Create a Foreign Table for PostgreSQL CSV Logs

PG Doc comments form
The following documentation comment has been logged on the website:

Page: https://www.postgresql.org/docs/12/runtime-config-logging.html
Description:

There is some imperfection  in PostgreSQL doc. There are two section in
documentation how to import PostgreSQL log into sql space and both not
complete. One of them is:
https://www.postgresql.org/docs/current/file-fdw.html
Example F.1. Create a Foreign Table for PostgreSQL CSV Logs
Here is described how to config file-fdw to get access to the PostgreSQL
logs, but there is not description or a link how to config PostgreSQL log
for this.

Other section is:
https://www.postgresql.org/docs/12/runtime-config-logging.html#RUNTIME-CONFIG-LOGGING-CSVLOG
19.8.4. Using CSV-Format Log Output
Here is described how to configure PostgreSQL log to import it into
previously created ordinary table by COPY command. May be this configuration
is compatible with "Example F.1. Create a Foreign Table for PostgreSQL CSV
Logs", but this method is not mentioned.

My idea to improve documentation by adding cross link: to section «Example
F.1. Create a Foreign Table for PostgreSQL CSV Logs» add link to «19.8.4.
Using CSV-Format Log Output» as example of log configuration and to section
«19.8.4. Using CSV-Format Log Output» add link to «Example F.1. Create a
Foreign Table for PostgreSQL CSV Logs» as one more example how PostgreSQL
logs can be imported inside PostgreSQL.
Reply | Threaded
Open this post in threaded view
|

Re: Create a Foreign Table for PostgreSQL CSV Logs

Bruce Momjian
On Fri, Aug 21, 2020 at 09:25:20AM +0000, PG Doc comments form wrote:

> The following documentation comment has been logged on the website:
>
> Page: https://www.postgresql.org/docs/12/runtime-config-logging.html
> Description:
>
> There is some imperfection  in PostgreSQL doc.

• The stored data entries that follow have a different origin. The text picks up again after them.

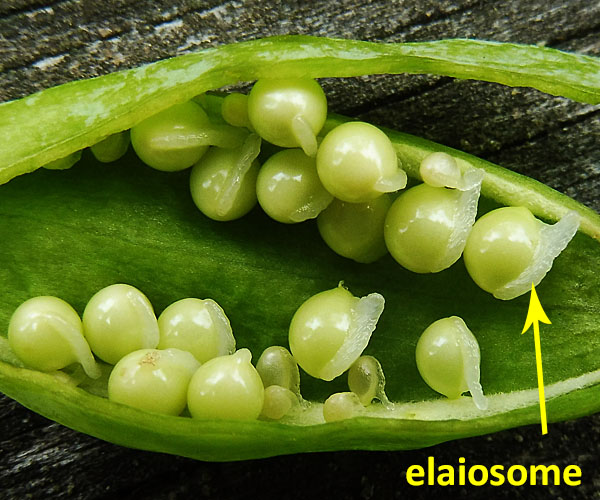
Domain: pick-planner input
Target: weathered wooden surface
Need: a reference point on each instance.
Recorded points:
(47, 42)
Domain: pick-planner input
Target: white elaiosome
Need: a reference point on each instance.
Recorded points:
(448, 359)
(46, 334)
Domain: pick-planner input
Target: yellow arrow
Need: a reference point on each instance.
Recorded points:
(535, 314)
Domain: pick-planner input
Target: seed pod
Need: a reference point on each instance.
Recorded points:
(64, 163)
(441, 170)
(197, 326)
(117, 320)
(331, 330)
(46, 334)
(153, 380)
(234, 110)
(278, 402)
(509, 249)
(227, 387)
(276, 366)
(448, 359)
(223, 183)
(341, 406)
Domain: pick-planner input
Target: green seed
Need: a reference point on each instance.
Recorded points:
(426, 228)
(509, 249)
(288, 113)
(197, 326)
(46, 334)
(234, 110)
(276, 366)
(357, 163)
(355, 230)
(223, 183)
(64, 163)
(341, 406)
(331, 330)
(288, 187)
(367, 381)
(112, 148)
(153, 380)
(278, 402)
(117, 320)
(448, 359)
(169, 140)
(227, 387)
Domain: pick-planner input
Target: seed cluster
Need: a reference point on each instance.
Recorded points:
(348, 179)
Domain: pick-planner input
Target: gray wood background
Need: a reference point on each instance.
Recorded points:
(48, 42)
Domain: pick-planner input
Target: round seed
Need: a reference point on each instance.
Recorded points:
(341, 406)
(169, 140)
(331, 330)
(46, 334)
(367, 381)
(355, 230)
(117, 320)
(356, 163)
(509, 249)
(278, 402)
(288, 187)
(153, 380)
(197, 326)
(288, 113)
(64, 163)
(448, 359)
(426, 228)
(227, 387)
(276, 366)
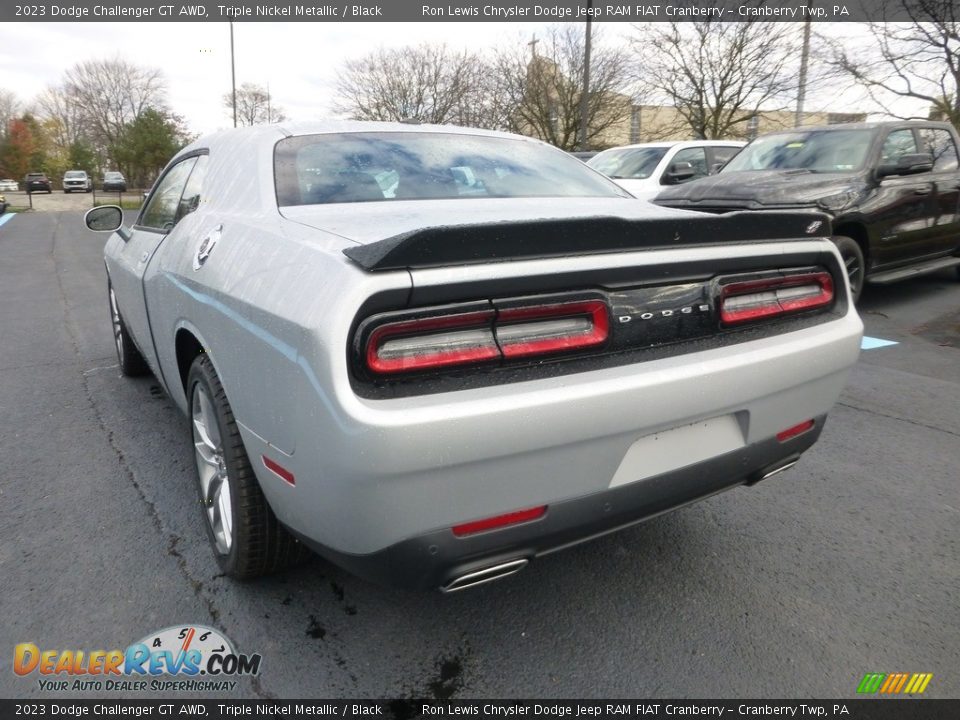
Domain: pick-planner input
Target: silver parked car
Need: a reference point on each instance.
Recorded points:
(432, 354)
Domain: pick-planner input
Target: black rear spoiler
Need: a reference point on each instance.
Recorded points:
(547, 238)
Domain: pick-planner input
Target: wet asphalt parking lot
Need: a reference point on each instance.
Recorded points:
(847, 564)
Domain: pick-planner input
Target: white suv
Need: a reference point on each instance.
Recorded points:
(644, 170)
(77, 180)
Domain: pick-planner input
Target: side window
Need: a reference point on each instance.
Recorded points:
(190, 200)
(696, 157)
(897, 144)
(939, 143)
(722, 155)
(164, 202)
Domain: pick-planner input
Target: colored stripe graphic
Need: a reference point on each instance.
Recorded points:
(894, 683)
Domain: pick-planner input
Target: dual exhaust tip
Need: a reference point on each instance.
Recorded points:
(485, 575)
(511, 567)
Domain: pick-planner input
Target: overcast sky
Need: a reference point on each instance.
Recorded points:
(298, 60)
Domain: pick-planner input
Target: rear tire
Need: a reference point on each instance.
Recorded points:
(247, 539)
(131, 361)
(853, 263)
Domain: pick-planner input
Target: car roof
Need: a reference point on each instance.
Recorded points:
(862, 126)
(279, 131)
(682, 144)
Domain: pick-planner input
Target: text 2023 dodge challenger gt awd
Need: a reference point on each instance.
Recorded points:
(432, 354)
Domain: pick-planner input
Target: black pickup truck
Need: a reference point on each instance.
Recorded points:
(893, 189)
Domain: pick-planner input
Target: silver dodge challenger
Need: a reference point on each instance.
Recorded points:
(432, 354)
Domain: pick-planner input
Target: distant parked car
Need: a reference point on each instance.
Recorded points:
(77, 180)
(891, 188)
(645, 169)
(37, 181)
(114, 182)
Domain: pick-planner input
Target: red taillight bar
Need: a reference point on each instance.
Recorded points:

There are two section in
> documentation how to import PostgreSQL log into sql space and both not
> complete. One of them is:
> https://www.postgresql.org/docs/current/file-fdw.html
> Example F.1. Create a Foreign Table for PostgreSQL CSV Logs
> Here is described how to config file-fdw to get access to the PostgreSQL
> logs, but there is not description or a link how to config PostgreSQL log
> for this.
>
> Other section is:
> https://www.postgresql.org/docs/12/runtime-config-logging.html#RUNTIME-CONFIG-LOGGING-CSVLOG
> 19.8.4. Using CSV-Format Log Output
> Here is described how to configure PostgreSQL log to import it into
> previously created ordinary table by COPY command. May be this configuration
> is compatible with "Example F.1. Create a Foreign Table for PostgreSQL CSV
> Logs", but this method is not mentioned.
>
> My idea to improve documentation by adding cross link: to section «Example
> F.1. Create a Foreign Table for PostgreSQL CSV Logs» add link to «19.8.4.
> Using CSV-Format Log Output» as example of log configuration and to section
> «19.8.4. Using CSV-Format Log Output» add link to «Example F.1. Create a
> Foreign Table for PostgreSQL CSV Logs» as one more example how PostgreSQL
> logs can be imported inside PostgreSQL.
Good idea.  People have been confused about this before.  Attached is a
patch.

--
  Bruce Momjian  <[hidden email]>        https://momjian.us
  EnterpriseDB                             https://enterprisedb.com

  The usefulness of a cup is in its emptiness, Bruce Lee


csv.diff (1K) Download Attachment
Reply | Threaded
Open this post in threaded view
|

Re: Create a Foreign Table for PostgreSQL CSV Logs

David G Johnston
On Fri, Aug 21, 2020 at 2:58 PM Bruce Momjian <[hidden email]> wrote:
On Fri, Aug 21, 2020 at 09:25:20AM +0000, PG Doc comments form wrote:
> The following documentation comment has been logged on the website:
>
> Page: https://www.postgresql.org/docs/12/runtime-config-logging.html
> Description:
>
> There is some imperfection  in PostgreSQL doc. There are two section in
> documentation how to import PostgreSQL log into sql space and both not
> complete. One of them is:
> https://www.postgresql.org/docs/current/file-fdw.html
> Example F.1. Create a Foreign Table for PostgreSQL CSV Logs
> Here is described how to config file-fdw to get access to the PostgreSQL
> logs, but there is not description or a link how to config PostgreSQL log
> for this.
>
> Other section is:
> https://www.postgresql.org/docs/12/runtime-config-logging.html#RUNTIME-CONFIG-LOGGING-CSVLOG
> 19.8.4. Using CSV-Format Log Output
> Here is described how to configure PostgreSQL log to import it into
> previously created ordinary table by COPY command. May be this configuration
> is compatible with "Example F.1. Create a Foreign Table for PostgreSQL CSV
> Logs", but this method is not mentioned.
>
> My idea to improve documentation by adding cross link: to section «Example
> F.1. Create a Foreign Table for PostgreSQL CSV Logs» add link to «19.8.4.
> Using CSV-Format Log Output» as example of log configuration and to section
> «19.8.4. Using CSV-Format Log Output» add link to «Example F.1. Create a
> Foreign Table for PostgreSQL CSV Logs» as one more example how PostgreSQL
> logs can be imported inside PostgreSQL.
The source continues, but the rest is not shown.